Isabel was last seen April 20, 2012. Her father reported her missing the
next morning after finding she was not in her bedroom.
Police never named any suspects but said they found "suspicious
circumstances around a possible entry point" in the home.
MORE:  Arizona's Missing Children
"This is not an ending we would have hoped for, but this is not the end
to the case," Magnus said.
Magnus said investigators are again asking for the public's help in
solving the case.
Police and volunteers conducted exhaustive searches and even
renewed a door-to-door effort to find the girl 18 months after her
disappearance.
The search began when Sergio Celis went to wake Isabel up for a
baseball game, and she wasn't there. Becky Celis had already left for
work. Sergio Celis called authorities.


Police spent the next several weeks interviewing neighbors. They
checked surveillance videos of nearby businesses, canvassed parks
and even a landfill.
A neighbor said she heard her dogs barking and male voices outside
her bedroom window about 6:30 a.m. on the day Isabel was reported
missing. The neighbor said there were no sounds that indicated a
struggle.

About a month after her disappearance, police revealed Sergio Celis
had been barred from having contact with the girl's two older brothers
for a period of time, but they did not say why.
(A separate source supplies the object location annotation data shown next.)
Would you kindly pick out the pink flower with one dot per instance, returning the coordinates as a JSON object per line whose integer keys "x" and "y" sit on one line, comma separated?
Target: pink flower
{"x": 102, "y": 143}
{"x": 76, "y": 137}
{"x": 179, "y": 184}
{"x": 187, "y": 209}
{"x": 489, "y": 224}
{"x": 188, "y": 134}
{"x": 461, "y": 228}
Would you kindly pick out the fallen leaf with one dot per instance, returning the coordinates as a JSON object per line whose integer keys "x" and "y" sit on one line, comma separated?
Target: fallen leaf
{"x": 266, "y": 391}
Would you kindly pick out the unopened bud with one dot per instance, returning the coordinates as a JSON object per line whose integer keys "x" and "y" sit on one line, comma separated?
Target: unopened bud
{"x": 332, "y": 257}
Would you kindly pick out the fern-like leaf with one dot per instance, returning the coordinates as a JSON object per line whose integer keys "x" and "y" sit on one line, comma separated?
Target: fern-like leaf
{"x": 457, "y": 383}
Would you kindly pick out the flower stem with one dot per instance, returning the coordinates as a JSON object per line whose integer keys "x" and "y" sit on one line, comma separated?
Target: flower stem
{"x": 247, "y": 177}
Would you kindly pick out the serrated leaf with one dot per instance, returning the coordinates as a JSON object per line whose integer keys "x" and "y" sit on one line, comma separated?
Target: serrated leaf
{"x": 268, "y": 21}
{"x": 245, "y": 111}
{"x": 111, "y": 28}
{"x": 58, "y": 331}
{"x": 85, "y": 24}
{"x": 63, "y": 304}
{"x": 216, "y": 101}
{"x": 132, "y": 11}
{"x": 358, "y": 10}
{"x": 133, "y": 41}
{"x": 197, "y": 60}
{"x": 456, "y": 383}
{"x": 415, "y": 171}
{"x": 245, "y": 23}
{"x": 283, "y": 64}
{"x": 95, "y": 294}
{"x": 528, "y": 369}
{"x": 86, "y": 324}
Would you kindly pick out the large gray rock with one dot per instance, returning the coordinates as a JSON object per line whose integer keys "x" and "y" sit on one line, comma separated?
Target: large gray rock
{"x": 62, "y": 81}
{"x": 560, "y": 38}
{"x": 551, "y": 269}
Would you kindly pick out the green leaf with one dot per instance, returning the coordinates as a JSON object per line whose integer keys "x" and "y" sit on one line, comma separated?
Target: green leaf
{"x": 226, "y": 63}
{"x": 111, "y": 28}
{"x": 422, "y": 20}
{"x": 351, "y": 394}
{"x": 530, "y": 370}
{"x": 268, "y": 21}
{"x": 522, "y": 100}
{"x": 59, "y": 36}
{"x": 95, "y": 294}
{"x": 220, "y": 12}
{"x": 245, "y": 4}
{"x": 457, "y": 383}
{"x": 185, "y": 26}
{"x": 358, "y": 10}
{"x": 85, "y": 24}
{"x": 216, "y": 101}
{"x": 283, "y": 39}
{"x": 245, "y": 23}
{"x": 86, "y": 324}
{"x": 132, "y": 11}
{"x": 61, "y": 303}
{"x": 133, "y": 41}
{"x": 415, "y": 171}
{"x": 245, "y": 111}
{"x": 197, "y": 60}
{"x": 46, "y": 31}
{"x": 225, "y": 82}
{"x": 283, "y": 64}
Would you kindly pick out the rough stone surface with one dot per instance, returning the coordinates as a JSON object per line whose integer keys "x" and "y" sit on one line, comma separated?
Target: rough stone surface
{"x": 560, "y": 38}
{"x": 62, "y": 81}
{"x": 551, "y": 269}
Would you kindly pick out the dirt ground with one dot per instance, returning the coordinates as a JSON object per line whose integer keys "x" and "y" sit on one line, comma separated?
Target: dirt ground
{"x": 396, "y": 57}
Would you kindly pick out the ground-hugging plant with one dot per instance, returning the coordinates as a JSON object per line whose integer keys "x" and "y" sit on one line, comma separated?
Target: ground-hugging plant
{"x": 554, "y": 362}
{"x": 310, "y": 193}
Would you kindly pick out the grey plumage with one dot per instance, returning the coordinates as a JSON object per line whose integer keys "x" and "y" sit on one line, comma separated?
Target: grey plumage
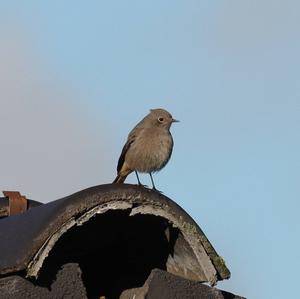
{"x": 149, "y": 146}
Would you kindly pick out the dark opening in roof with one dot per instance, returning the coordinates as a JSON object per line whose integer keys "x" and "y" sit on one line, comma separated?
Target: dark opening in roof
{"x": 114, "y": 251}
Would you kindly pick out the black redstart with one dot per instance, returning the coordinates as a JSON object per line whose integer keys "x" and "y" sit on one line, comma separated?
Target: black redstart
{"x": 149, "y": 146}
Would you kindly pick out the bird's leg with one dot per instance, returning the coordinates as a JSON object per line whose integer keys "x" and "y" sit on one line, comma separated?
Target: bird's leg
{"x": 139, "y": 182}
{"x": 153, "y": 186}
{"x": 137, "y": 176}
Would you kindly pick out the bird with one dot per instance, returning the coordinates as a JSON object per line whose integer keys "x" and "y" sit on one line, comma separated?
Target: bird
{"x": 148, "y": 147}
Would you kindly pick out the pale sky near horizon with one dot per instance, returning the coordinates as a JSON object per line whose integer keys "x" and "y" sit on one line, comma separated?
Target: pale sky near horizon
{"x": 75, "y": 77}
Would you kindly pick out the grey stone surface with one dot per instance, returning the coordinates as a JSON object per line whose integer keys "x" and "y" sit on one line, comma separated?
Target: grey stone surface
{"x": 27, "y": 239}
{"x": 68, "y": 284}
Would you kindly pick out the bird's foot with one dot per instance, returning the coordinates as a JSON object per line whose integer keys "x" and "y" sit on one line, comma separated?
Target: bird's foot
{"x": 154, "y": 189}
{"x": 144, "y": 186}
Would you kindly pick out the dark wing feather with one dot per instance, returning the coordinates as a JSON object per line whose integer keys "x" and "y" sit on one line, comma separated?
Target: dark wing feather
{"x": 124, "y": 151}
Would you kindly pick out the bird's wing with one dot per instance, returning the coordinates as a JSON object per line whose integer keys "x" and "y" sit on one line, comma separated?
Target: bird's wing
{"x": 131, "y": 138}
{"x": 126, "y": 147}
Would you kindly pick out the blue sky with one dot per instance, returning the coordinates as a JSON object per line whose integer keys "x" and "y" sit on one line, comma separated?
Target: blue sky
{"x": 75, "y": 77}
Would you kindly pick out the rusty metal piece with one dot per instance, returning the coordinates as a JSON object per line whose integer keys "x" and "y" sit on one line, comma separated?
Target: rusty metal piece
{"x": 17, "y": 202}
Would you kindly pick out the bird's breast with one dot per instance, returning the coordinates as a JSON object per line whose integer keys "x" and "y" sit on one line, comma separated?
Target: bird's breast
{"x": 150, "y": 152}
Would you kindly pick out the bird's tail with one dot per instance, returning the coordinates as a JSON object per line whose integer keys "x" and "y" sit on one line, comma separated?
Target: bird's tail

Sergio Celis said he wants to see detectives apply the same scrutiny to
any new leads.
"That was my main hope when everything revamped, that hopefully
they'll go in a more appropriate direction that they weren't looking at
from the beginning," he said.
The couple said a relative who moved away shortly after Isabel went
missing has been uncooperative with the investigation. They hope
police will get to interview him. The Celises would only say the relative
is someone who hasn't been in contact with the family.
Someone approaches them at least once a week to say they are
thinking of Isabel, Becky Celis said.
Meanwhile, they are trying to maintain a normal life of school and
activities for Isabel's two older brothers. But they say they are resistant
to make new memories without their "Isa."